Receives additional indication for use in heart attack patients

AZ HQ

AstraZeneca’s resurgent antiplatelet drug Brilinta has scored another FDA approval, getting the go-ahead for longer-term use in heart attack patients.

The FDA priority review approval covers use of the drug beyond the first year in patients who have suffered a prior myocardial infarction (MI) and has been granted on the back of the 21,000-patient PEGASUS study. 

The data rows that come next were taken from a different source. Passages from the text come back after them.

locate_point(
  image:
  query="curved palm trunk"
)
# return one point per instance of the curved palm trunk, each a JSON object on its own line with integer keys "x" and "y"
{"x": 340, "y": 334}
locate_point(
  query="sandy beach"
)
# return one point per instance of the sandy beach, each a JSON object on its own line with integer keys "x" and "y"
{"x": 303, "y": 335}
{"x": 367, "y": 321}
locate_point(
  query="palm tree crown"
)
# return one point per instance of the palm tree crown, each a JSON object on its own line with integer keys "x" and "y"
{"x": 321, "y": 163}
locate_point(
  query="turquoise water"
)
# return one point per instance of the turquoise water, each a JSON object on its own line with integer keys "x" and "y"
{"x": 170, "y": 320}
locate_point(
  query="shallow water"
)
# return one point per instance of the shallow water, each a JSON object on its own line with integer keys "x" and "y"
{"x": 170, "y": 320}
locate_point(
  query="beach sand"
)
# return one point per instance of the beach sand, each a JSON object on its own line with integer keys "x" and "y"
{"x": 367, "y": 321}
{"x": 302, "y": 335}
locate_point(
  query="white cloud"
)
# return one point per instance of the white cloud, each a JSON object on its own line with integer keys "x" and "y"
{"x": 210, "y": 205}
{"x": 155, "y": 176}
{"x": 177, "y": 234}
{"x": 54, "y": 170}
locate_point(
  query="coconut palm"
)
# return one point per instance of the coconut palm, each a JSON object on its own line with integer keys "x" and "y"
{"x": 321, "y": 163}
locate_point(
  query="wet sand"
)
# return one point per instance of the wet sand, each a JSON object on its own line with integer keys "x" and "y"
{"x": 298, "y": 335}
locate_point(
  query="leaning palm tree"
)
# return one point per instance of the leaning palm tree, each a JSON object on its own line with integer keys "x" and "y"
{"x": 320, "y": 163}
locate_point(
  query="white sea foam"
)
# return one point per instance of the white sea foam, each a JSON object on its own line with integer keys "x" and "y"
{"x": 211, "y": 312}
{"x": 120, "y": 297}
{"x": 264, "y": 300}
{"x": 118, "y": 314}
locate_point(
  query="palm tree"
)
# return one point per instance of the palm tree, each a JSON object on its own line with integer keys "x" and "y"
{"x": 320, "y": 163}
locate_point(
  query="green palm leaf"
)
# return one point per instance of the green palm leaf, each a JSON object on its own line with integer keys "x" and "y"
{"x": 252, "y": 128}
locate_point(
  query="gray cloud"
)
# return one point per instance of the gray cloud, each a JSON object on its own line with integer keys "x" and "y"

The trial showed Brilinta plus low-dose aspirin was significantly more effective than placebo plus aspirin at reducing the risk of dying from cardiovascular causes, having another heart attack, or having a stroke.

AZ’s head of cardiovascular and metabolic disease drug development, Elisabeth Björk, said it is well known that patients remain at risk beyond the first year after their heart attack, adding: “Today’s approval is an important milestone that underscores the role BRILINTA can play in reducing the risk of a subsequent cardiovascular event for patients both in the acute setting and in the longer term.”

Brilinta was previously approved as 90mg tablet given twice-daily after being shown to be superior to clopidogrel in the PLATO trial, and the new indication gives a green light to a lower 60mg tablet for use as a maintenance dose. The company indicated it would launch the new formulation before the end of the month.

The development is a boost for AZ as it expands the market for Brilinta (ticagrelor) and makes it more likely to meet the company’s bullish predictions of $3.5bn in annual sales by 2023, made by chief executive Pascal Soriot while AZ was fending off a takeover attempt from Pfizer. 

The drug still has a long way to go but grew 42% in the first of the year, bringing in $275m and setting it on course for around $600m for 2015 as a whole, although some analysts have expressed scepticism that it can top $2bn at peak.

The maintenance indication is central to AZ’s sales predictions for Brilinta as the company believes it could double the number of patients taking the drug. However, it has been suggested the PEGASUS data could also lead to increased prescribing of much cheaper generic clopidogrel, eating into its capacity for expansion.